Michele Campanella aborde, dans ce nouvel opus récemment sorti chez Odradek, des rivages bien éloignés de la baie de Naples.
Plus j’écoute ce pianiste italien et plus mon respect grandit à chaque fois pour sa grande culture, sa maturité mais également sa modestie et sa sobriété.
La grande difficulté des Tableaux d’une exposition de Moussorgski, dans leur version originale pour piano, est selon moi de ne pas en rater un seul, et de développer l’autorité nécessaire pour ne pas faire regretter l’absence d’un orchestre complet. c’est un exercice délicat, et Campanella s’interroge, sans doute à juste titre, sur la capacité d’un napolitain à épouser cette culture slave, ou du moins à en restituer la pleine saveur. Est-ce que l’affinité pour ce courant artistique russe suffit à donner toute la légitimité mais aussi le potentiel pour interpréter Moussorgski ou Scriabine ?
Derrière une certaine droiture, se cache une grande sensibilité et un grand raffinement. Campanella ne livre pas un interprétation particulièrement sombre, mais emprunte pourtant d’une grande autorité. Et il vise dans le mille, en ne ratant aucun tableau. Certains sont particulièrement réussis et imagés, à l’instar d’un Gnomus à la démarche superbement chaotique ou d’un vieux Château d’une finesse exquise.
Les timbres ne sont sans doute pas aussi riches ni aussi majestueux que ceux du pianiste croate Ivo Pogorelich dont le toucher dans cet enregistrement DG de 1995 reste une des toutes meilleures prestations contemporaines. Mais il y a une forme de justesse, d’équilibre qui ressort indéniablement de l’enregistrement de Campanella. Les contrastes dynamiques entre les forte et les pianissimi sont exceptionnels. C’est un jeu plein de reliefs, avec une tension qui va crescendo jusqu’au final de la Grande porte de Kiev. C’est une version totalement efficace, celle qui vous connecte directement à une correspondance picturale, sans même avoir à faire un effort d’imagination.
Autre monument du répertoire pianistique, la fameuse sonate en fa dièse mineur de Scriabine, cette fois-ci jouée sur un tempo particulièrement lent, surtout dans le premier mouvement (Drammatico). C’est un peu déstabilisant lorsqu’on a en mémoire la virtuosité d’un Evgeny Kissin chez RCA ou le feu intérieur d’un Samson François chez Erato.
Il n’y a d’ailleurs pas de suite logique ou de continuité entre les deux œuvres, et peut-être l’interprétation du pianiste napolitain mise trop sur l’homogénéité là où personnellement j’en vois moins.
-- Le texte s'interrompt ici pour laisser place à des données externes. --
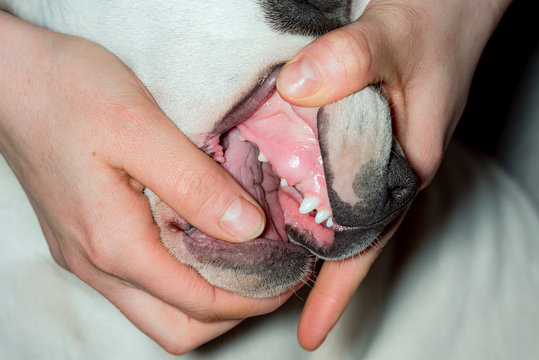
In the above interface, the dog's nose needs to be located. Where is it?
[328,141,418,229]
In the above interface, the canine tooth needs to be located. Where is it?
[314,210,331,224]
[326,218,333,227]
[299,196,320,214]
[258,151,268,162]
On ne retrouve pas cet élan dramatique que distillent à merveille, chacun dans leur style, le Russe et le Français. J’ai trouvé un jeu par trop appuyé, manquant de respiration et de flamboyance.
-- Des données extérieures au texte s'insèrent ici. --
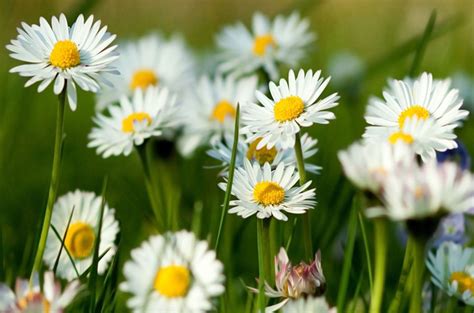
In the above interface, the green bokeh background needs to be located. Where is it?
[0,0,474,305]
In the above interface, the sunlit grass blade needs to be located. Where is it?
[214,104,240,252]
[337,197,359,312]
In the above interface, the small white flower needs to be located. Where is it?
[207,134,321,173]
[426,242,474,306]
[120,231,225,313]
[43,190,119,281]
[87,87,179,158]
[178,75,257,156]
[7,14,118,111]
[219,159,316,221]
[364,73,469,159]
[216,12,316,79]
[242,70,339,149]
[97,33,195,110]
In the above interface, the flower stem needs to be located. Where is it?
[295,133,313,260]
[30,87,66,287]
[370,219,387,313]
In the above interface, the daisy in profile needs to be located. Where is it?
[120,231,225,313]
[43,190,119,281]
[364,73,469,159]
[7,14,118,111]
[216,12,316,80]
[0,272,81,313]
[219,159,316,221]
[178,75,257,156]
[87,87,179,158]
[426,242,474,306]
[207,134,321,173]
[242,70,339,149]
[97,33,194,110]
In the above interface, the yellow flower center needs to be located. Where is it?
[273,96,304,122]
[388,132,414,144]
[246,138,277,165]
[130,69,158,90]
[49,40,81,70]
[398,105,430,129]
[253,181,285,206]
[122,112,151,133]
[153,265,191,298]
[252,34,276,57]
[64,222,95,259]
[449,272,474,293]
[211,100,236,123]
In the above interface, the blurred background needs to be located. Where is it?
[0,0,474,310]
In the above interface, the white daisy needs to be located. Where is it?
[364,73,469,156]
[337,141,415,194]
[120,231,225,313]
[43,190,119,280]
[207,134,321,173]
[0,272,81,313]
[216,12,316,79]
[426,242,474,306]
[178,75,257,155]
[87,87,179,158]
[371,161,474,220]
[219,159,316,221]
[97,33,194,110]
[7,14,118,111]
[242,70,339,149]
Moins enregistrée, la valse en la bémol majeur opus 38 d’Alexandre Scriabine voit l’inspiration de Campanella retrouvée. Le jeu se fait plus fin, avec des contrastes rythmiques et des pianissimi plus subtils.
Difficile de porter un jugement purement objectif sur une œuvre composée à la jonction de deux périodes essentielles dans l’œuvre du compositeur, entre romantisme et modernisme. Campanella joue la cinquième valse de façon romantique alors qu’un Grosvenor y apporte davantage de modernité, et de reflets impressionnistes.
Mais l’éclairage plus sobre du Napolitain fonctionne pleinement, et nous donne à entendre une version particulièrement émouvante et sensible.
Au final, les Tableaux restent de toute évidence la pépite de cet album, regorgeant de sincérité et témoignant d’une grande maturité vis-a-vis du répertoire.
- Titre: Dreams and Tales
- Artistes: Michele Campanella (piano).
- Format: PCM 24 bit, 96 kHz
- Ingénieur du son: Daniele Zazza.
- Editeur/Label: Odradek.
- Année: 2021
- Genre: Musique classique.
- Intérêt du format HD (Exceptionnel, Réel, Discutable): Réel.